Adisti segera bergegas masuk dan menuju sisi kiri dari sang suami. Sisi yang menjauhi si putra tiri yang dibenci. Ia menangis bombay di sana menunjukkan betapa besar kesedihan. Ketakutan akan kehilangan. Namun, tidak terlalu lama. Setelah itu ia membuka kotak musik yang diharap membantu pemulihan suami tercinta.
”Aku persembahkan. Irama cinta ini hanya untukmu, wahai suamiku,” bisik wanita itu di daun telinga Gio Sr.
Nadanya terus bermain. Mulai dari melodi yang lembut dan nyaman didengar oleh telinga. Sampai… berkembang jadi semacam manifestasi partitur gagal yang AMAT SANGAT LUAR BIASA memekakkan serta membuat sakit inder pendengaran. Sungguh tidak terelakkan. Suara gesekan instrumen biola dalam musik yang benda itu keluarkan terdengar semakin cepat. Semakin rapat. Ddrrkk ddrrkk ddrrkk. Tubuh Gio Sr. yang tadi diam saja mendadak mulai mengalami kejang.
Romo Bartolomeus tidak menganggap bahwa itu merupakan gerakan yang memiliki makna baik. Suhu tubuh pria itu jadi semakin rendah. Kerendahan suhunya sampai membuat tubuh manusia (yang seharusnya) masih hidup itu seolah berada di lokasi di bawah titik beku.

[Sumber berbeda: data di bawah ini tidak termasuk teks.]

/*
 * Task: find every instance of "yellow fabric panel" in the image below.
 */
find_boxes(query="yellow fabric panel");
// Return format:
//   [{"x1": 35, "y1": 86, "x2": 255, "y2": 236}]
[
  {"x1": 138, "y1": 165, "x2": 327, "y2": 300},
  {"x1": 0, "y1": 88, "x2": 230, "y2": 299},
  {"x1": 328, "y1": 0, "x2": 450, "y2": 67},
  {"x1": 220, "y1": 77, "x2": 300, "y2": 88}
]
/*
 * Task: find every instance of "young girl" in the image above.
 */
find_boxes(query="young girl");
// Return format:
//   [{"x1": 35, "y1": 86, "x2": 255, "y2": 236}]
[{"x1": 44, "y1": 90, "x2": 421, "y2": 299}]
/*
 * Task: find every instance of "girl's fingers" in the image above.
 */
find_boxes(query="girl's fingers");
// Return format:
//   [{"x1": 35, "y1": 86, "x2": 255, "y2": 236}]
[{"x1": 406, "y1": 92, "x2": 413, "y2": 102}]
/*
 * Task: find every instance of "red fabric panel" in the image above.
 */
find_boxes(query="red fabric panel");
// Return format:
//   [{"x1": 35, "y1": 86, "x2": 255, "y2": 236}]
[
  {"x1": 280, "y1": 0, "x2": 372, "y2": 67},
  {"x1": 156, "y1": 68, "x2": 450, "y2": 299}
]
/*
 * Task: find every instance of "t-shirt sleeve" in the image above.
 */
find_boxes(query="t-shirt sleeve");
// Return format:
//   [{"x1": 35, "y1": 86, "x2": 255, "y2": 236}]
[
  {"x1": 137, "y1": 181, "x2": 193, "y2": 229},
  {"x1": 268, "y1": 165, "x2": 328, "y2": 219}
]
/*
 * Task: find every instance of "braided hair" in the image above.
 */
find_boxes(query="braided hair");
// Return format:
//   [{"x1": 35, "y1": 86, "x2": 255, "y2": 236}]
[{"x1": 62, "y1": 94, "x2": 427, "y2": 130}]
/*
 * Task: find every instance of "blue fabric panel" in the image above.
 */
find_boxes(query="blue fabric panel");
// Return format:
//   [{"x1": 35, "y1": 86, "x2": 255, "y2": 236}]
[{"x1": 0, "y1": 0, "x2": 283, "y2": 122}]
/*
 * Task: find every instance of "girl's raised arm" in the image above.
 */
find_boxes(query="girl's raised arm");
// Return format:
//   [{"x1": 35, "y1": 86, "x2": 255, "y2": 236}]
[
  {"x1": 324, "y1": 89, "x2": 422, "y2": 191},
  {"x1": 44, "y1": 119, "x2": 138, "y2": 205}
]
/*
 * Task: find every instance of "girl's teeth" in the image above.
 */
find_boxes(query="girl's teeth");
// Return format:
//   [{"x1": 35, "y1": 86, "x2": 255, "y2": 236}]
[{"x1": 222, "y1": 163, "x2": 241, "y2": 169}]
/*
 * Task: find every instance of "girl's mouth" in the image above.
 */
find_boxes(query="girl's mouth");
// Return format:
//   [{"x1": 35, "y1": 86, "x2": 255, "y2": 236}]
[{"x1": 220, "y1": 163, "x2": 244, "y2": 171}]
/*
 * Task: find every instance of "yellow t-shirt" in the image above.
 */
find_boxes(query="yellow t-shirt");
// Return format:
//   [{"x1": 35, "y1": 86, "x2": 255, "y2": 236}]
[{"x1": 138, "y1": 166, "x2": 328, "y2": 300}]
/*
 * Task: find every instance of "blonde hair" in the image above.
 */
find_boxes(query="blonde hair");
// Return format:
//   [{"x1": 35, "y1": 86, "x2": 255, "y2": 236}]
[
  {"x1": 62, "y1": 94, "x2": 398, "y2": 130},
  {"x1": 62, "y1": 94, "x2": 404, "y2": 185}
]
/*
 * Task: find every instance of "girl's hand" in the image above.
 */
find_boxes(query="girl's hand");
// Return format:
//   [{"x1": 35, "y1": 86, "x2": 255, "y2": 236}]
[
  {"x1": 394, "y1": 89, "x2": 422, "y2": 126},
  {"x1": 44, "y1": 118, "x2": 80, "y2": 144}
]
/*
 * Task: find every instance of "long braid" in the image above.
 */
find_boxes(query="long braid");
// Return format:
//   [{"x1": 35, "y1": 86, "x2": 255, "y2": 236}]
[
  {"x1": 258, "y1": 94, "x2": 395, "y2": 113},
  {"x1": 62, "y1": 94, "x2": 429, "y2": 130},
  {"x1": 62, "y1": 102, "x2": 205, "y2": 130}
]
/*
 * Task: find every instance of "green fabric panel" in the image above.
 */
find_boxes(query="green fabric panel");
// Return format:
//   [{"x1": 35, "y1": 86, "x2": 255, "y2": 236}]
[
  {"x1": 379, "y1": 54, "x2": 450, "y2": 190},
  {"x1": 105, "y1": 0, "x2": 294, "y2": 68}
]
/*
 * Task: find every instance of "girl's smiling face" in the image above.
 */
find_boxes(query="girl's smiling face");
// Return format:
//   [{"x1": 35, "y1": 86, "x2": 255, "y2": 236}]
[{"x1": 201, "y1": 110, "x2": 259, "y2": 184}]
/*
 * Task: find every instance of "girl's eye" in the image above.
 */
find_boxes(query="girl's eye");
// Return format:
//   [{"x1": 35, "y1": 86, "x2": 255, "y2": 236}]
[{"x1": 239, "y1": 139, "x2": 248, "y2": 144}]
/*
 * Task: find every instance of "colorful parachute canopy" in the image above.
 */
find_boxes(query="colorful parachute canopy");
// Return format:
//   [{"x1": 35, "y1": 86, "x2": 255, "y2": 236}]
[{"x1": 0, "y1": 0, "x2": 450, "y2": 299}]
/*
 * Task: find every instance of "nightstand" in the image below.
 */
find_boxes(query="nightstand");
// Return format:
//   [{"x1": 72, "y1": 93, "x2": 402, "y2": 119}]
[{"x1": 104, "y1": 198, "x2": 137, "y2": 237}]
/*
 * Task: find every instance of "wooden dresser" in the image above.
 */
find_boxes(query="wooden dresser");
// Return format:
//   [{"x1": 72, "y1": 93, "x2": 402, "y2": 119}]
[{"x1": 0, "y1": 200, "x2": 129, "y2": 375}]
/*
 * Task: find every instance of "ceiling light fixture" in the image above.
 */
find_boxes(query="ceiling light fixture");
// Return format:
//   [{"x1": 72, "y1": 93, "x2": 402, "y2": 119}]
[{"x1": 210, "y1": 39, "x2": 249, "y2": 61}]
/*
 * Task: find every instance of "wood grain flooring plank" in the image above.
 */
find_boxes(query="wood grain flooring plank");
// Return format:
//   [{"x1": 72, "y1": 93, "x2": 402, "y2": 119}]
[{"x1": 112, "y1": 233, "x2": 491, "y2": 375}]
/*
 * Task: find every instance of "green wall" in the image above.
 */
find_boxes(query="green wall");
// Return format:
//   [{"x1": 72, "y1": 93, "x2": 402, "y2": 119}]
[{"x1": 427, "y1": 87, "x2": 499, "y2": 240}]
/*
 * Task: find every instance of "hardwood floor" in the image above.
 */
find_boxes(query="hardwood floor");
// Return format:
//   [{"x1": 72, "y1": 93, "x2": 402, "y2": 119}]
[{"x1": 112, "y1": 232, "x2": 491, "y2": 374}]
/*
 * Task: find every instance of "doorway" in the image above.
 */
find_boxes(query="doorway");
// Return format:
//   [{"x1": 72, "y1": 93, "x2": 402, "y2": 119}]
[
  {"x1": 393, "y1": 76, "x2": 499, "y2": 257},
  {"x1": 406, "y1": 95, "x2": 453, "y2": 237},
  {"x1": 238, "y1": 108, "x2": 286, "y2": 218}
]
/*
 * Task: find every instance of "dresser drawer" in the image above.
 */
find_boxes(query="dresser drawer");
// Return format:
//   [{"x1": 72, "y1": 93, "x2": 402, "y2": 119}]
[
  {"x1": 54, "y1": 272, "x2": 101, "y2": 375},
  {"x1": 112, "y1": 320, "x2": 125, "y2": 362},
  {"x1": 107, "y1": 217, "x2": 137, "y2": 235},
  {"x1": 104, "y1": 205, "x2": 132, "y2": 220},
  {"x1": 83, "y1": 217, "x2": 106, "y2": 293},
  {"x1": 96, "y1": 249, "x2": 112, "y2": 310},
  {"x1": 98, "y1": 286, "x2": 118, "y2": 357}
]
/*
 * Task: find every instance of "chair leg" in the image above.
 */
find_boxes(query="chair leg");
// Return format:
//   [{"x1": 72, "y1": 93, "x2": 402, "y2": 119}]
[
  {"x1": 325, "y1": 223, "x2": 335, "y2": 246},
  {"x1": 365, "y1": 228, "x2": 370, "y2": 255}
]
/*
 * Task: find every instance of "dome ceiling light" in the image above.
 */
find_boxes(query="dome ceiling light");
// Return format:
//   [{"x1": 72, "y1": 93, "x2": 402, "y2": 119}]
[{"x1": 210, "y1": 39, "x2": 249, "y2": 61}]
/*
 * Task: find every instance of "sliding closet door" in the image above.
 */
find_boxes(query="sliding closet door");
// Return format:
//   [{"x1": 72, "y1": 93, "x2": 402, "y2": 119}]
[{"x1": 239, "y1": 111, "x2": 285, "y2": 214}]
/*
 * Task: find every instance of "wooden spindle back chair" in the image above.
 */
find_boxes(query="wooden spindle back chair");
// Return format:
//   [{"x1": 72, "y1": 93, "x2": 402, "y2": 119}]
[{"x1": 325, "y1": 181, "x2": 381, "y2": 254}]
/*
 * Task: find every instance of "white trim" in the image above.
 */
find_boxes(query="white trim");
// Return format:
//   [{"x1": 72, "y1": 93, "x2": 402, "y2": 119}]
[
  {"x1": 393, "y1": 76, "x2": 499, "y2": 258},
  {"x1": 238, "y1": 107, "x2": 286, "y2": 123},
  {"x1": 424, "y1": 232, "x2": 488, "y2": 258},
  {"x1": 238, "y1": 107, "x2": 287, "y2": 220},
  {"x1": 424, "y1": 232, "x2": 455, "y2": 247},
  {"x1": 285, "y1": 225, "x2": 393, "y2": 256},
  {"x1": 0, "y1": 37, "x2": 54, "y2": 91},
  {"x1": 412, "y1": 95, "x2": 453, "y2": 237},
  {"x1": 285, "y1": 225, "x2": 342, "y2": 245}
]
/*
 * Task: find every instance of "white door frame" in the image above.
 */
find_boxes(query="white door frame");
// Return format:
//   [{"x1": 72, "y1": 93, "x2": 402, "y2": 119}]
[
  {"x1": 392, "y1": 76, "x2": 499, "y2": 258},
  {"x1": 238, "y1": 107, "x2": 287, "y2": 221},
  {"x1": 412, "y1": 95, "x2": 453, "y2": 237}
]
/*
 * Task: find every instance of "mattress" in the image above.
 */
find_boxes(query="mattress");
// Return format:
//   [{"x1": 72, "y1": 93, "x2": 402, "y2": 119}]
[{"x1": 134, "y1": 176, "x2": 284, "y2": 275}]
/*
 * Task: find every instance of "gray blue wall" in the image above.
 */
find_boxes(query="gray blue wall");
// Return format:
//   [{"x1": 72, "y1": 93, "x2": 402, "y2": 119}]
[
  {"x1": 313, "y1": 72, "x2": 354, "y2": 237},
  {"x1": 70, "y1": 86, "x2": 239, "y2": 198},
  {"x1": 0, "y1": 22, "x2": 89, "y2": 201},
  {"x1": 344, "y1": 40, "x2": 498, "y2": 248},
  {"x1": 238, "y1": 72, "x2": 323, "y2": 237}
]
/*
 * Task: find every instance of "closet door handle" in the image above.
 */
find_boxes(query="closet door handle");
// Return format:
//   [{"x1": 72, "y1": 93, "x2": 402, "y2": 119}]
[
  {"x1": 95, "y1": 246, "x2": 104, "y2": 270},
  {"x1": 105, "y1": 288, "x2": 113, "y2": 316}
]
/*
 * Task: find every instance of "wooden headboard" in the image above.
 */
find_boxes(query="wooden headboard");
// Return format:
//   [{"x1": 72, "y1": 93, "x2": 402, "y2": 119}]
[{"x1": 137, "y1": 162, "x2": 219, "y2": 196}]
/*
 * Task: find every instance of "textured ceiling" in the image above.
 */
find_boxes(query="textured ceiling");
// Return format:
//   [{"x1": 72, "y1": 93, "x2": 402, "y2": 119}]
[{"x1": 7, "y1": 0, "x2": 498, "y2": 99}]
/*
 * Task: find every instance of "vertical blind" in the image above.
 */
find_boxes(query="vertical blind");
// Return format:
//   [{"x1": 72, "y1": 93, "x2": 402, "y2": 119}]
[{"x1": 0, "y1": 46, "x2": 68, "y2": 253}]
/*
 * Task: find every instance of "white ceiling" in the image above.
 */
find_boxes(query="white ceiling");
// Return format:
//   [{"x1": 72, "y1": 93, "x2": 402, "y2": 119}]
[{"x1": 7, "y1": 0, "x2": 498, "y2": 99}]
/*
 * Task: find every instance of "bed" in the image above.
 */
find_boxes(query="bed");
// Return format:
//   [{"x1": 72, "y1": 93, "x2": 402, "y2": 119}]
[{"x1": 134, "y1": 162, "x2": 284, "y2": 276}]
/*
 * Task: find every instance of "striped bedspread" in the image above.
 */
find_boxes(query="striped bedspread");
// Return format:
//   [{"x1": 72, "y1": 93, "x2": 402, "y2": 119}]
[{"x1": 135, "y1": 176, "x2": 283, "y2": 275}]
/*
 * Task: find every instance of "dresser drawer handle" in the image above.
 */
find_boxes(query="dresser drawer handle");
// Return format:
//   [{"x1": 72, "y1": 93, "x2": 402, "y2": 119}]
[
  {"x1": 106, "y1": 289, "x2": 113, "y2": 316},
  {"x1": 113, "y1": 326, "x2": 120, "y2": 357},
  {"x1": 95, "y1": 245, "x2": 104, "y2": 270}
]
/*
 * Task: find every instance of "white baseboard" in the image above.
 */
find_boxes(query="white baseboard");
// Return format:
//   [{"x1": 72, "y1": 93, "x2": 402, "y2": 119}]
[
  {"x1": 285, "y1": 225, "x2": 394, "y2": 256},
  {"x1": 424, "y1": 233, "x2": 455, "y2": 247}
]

Parahnya ia seperti dicengkram oleh alunan musik yang tengah bermain. Malah wanita itu terlihat baik-baik saja. Seolah tak ada hal aneh dengan efek yang kotak musik itu berikan.
”Ny, Ny, Nyona Dhi, Dhika… to, tolong… tu… tup… ko…” ucapnya terbata-bata. Sekujur tubuhnya seolah kaku. Begitu juga dengan tenggorokan yang hanya mampu mengeluarkan suara gagu.
Wanita itu menghentikan derai air mata yang entah miliki makna apa. Mendirikan tubuh setelah itu menolehkan wajah ke arah si pemuka agama. ”Ada apa Romo memanggil saya? Bukankah Anda datang ke tempat ini bersama dengan kekuatan Tuhan? Lantas di manakah Tuhan yang Anda sembah itu tengah berada?” tanya Adisti dengan nada suara datar dan tatapan mata yang sulit diartikan.
Bartolomeus. Pria yang sadar bahwa dirinya tidak pantas bersanding bersama dengan seluruh atribut agama atau ketuhanan dari kepercayaan mana pun di atas dunnia. Pria yang seratus persen sadar diri. Bahwa ia tak pantas dianggap atau menganggap diri sebagai seorang romo (panggilan untuk imam keuskupan dalam ajaran agama Katolik yang berkembang di tanah Jawa). Namun, situasi yang berhubungan dengan giorsal dari keluarga Iswari Dhika. Giorsal Maha Saputra Iswari Dhika Sr. Kadang tak memberi ia banyak pilihan. Kecuali mengikuti jalan yang telah diinstruksikan sejak saat “itu”.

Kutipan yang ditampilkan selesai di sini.